Jan 15, 2005|
In the end...
Some may call it January blues. Some may call it a correction that was 'anticipated'. Some may call it the end of the bull run. But the fact of the matter is that the benchmark BSE-Sensex was down 3.8% in the last one week and is lower by as much as 7.6% in the last ten trading days. Here is the performance review of the stock markets in the last one-week and what lies ahead?
It all started off with the release of the minutes on 6th January 2005 of the meeting of the Federal Open Market Committee that was held in December 14, 2004. The minutes not only indicated that the US economy is on its path to strong growth towards the second half of the calendar year 2005, but also highlighted some risks that include faster rise in interest rates and excessive risk taking in financial markets (Click here to read our article on the Fed meeting minutes).
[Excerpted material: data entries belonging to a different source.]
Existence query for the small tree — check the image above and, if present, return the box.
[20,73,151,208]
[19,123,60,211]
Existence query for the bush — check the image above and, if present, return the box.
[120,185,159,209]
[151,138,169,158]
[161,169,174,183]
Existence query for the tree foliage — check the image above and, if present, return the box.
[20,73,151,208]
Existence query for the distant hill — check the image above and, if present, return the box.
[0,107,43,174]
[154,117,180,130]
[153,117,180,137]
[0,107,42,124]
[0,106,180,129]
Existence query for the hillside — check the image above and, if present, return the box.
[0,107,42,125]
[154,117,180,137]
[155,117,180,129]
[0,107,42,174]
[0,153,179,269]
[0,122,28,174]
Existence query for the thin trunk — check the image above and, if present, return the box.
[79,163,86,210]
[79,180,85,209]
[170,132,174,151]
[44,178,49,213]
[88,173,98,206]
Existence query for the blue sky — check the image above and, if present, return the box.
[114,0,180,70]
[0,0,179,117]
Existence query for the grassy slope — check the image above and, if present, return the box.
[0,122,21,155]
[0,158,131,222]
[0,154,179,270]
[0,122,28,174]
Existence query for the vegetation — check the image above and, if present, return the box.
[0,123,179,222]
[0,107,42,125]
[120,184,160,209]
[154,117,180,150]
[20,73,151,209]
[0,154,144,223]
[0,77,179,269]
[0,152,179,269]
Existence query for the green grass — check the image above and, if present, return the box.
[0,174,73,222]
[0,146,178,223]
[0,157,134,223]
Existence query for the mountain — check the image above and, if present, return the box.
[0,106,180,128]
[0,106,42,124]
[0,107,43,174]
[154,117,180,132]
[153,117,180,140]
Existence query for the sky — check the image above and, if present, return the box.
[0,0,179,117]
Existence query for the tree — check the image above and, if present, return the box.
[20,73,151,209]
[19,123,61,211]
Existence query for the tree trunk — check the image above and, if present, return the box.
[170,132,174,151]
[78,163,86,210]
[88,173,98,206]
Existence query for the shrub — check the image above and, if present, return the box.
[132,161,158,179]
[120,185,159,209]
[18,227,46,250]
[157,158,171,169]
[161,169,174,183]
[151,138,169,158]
Indian stock markets have declined. It is also the case with global markets as well. The Dow Jones Industrial Average has fallen by 1.6% in the last ten trading days. If one considers the Foreign Institutional Investors (FIIs) net investment in equities (graph above), it was on the 6th of January that FIIs turned net sellers in the Indian markets and they have remained sellers for now. Though net investment in equities by FIIs is still positive for the month of January 2005 (till now), in the last seven days, they are net sellers to the tune of Rs 4.6 bn in the domestic markets.
Top gainers last week…
Without dwelling deeper into the top gainers and losers in the last one week, despite significant selling pressure, there are companies that have gained! And this is what investors should appreciate. At the end of the day, stock prices trace the long-term growth in earnings, which in turn is driven by the strength of the management, business model and the competitive edge. What if the Bankex tanked last week? HDFC Bank was up 5%! While this is not to say that HDFC Bank is the best stock in the banking sector, there are companies who have consistent track record, trading cheaper compared to their asset value and will be the key beneficiaries of the India story.
Top losers last week…
||6,696 / 4,228
||2,120 / 1,292
||341 / 120
||505 / 182
||755 / 375
||94 / 31
||262 / 114
||569 / 293
||519 / 215
||1,300 / 860
||632 / 362
||68 / 28
What to expect?
One of the excerpts from the Fed meeting minutes: Some participants believed that the prolonged period of policy accommodation had generated a significant degree of liquidity that might be contributing to signs of potentially excessive risk-taking in financial markets evidenced by quite narrow credit spreads, a pickup in initial public offerings, an upturn in mergers and acquisition activity, and anecdotal reports that speculative demands were becoming apparent in the markets for single-family homes and condominiums.
The lowering of interest rates in the US and the Federal Reserve's move to aid US economic recovery had created significant liquidity in the global financial markets over the last few years. The risk-return trade off, lack of economic growth in key developed countries and the new found interest for emerging markets resulted in these markets witnessing significant FII inflows. While we believe that the India story still remains intact from a three to five years' perspective, in the near-term, the stock markets are likely to be volatile. Without trying to be doomsayers, we believe that serious long-term FIIs will continue to find investment attractive in India and they are here for the long haul.
But the weakness in the Indian stock markets could arise because of lack of support. It is without doubt that FIIs have been one of the key market drivers in the last one and half years, thus acting as a strong pillar. What if the pillar weakens? Just because FIIs bought less or they have been net sellers has resulted in the stock markets tanking in the last one week. What if the selling pressure intensifies?
Can the domestic mutual funds (MFs) support the stock markets? Unlikely! If one considers the facts, the total assets under management of the domestic mutual fund sector as of December 31st 2004 stood at Rs 1502.6 bn as compared to Rs 1389.1 bn on December 31st, 2003 (an increase of 8.2% as per the AMFI website). However, if one compares the same figure between June 2004 and January 2005, the assets under management has actually declined by 3.4%.
What we suggest investors are to utilise the decline to buy into companies (not their shares) with a three-year view in a staggered manner to meet their future financial needs. Investing in stock markets just because FIIs are pumping money or vice versa is fraught with risk. In the end, fundamentals matter and more importantly, FIIs are not gods!